Panera Bread Commits to Cage-Free Eggs by 2020
Panera Bread is making progress on animal welfare targets for pigs, poultry, laying hens, and beef. As of this year, gestation crates for all pregnant sows in Panera’s supply chain have been phased out. All chicken and turkey for sandwiches and salads are now raised without antibiotics, according to the company, while 89 percent of beef cattle are grass-red and free-range.
“For more than a decade, we’ve been working to reduce antibiotic use and confinement across our supply chain,” says Panera founder and CEO Ron Shaich. “We are honored to have been recognized as one of the two best performing national restaurant companies in an independent report on antibiotics usage and transparency in September. While there is more work to be done, we are within reach of a menu without antibiotics and unnecessary confinement.”
The next step for the company will be to phase out cages for laying hens. Currently, only 21 percent of Panera’s shell eggs, hardboiled eggs, and liquid egg whites are cage-free, meaning that just 1 in 5 of laying hens in the company’s supply chain are raised in indoor barns with full range of movement. Panera hopes to push this target to 100 percent by 2020.
Furthermore, Panera will phase out antibiotics from its entire egg supply chain, which supplies the company with additional eggs to be used as ingredients in desserts, soufflés, and salad dressings. Including these additional uses, the company uses 120 million eggs annually. The overuse of antibiotics results in high costs to consumers who become sick from antibiotic-resistant bacteria. According to the Centers for Disease Control and Prevention (CDC), excess healthcare costs in the U.S. from antibiotic resistance are estimated at US$20 billion annually.
Panera hopes to act as a model for other businesses in the sector. “We are committed to transparency – which means sharing where we are and where we plan to go,” says Shaich. “We encourage other companies to join us by transparently sharing their progress.” Other companies that have good plans to phase out antibiotics include McDonald’s, Chipotle, Dunkin Donuts, and Chick-fil-A, according to a report by several public interest organizations.
Increasing public concern for animal welfare may be a driving factor behind the company’s actions. “Consumers want responsibly sourced food and Panera is listening.
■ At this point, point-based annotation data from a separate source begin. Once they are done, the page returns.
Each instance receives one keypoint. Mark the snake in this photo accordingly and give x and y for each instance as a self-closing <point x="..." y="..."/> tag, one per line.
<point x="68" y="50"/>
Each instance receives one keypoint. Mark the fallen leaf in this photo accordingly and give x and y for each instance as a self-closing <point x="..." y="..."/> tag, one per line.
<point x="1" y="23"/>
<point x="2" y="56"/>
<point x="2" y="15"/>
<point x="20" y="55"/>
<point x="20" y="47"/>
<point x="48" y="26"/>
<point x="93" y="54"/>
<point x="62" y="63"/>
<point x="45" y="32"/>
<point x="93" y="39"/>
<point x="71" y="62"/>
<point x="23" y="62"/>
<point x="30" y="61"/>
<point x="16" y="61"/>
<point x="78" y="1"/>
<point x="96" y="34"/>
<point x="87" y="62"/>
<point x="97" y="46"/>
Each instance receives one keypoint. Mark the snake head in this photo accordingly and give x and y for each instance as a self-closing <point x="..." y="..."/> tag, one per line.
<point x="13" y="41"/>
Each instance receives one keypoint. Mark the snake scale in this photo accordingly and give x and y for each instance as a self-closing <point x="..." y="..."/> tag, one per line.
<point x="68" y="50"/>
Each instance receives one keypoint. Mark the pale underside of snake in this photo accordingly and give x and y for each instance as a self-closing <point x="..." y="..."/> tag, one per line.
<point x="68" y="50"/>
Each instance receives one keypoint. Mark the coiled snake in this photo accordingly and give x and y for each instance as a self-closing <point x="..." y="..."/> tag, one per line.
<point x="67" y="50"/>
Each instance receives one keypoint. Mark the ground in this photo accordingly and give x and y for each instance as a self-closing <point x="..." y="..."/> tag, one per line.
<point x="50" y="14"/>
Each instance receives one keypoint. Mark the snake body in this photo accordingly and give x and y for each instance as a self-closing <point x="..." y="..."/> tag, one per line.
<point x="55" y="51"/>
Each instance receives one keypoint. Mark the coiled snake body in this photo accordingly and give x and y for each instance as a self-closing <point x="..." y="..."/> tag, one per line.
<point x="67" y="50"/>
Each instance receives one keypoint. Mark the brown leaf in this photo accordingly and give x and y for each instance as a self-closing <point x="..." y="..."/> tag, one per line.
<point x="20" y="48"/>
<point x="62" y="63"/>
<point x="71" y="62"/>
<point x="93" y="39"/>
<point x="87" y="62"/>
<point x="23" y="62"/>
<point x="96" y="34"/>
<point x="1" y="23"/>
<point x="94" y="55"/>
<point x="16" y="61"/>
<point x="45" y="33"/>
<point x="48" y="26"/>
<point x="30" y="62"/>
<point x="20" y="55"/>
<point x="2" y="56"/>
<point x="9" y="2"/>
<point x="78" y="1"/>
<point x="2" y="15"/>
Businesses have the power to drive tremendous improvements for the way farm animals are treated and Panera is a leader in the tidal wave of change that is happening in the industry,” says Silia Smith, North American Regional Director for World Animal Protection.
Consumer comments go beyond animal welfare to include environmental and health concerns. “We know that guests are increasingly seeking plant-based proteins for personal health reasons and/or to reduce their environmental impact. To that end, we have been adding plant-based proteins like edamame and organic quinoa to our pantry of ingredients, so all guests can eat well the way they want,” says Sara Burnett, Director of Wellness and Food Policy for Panera Bread.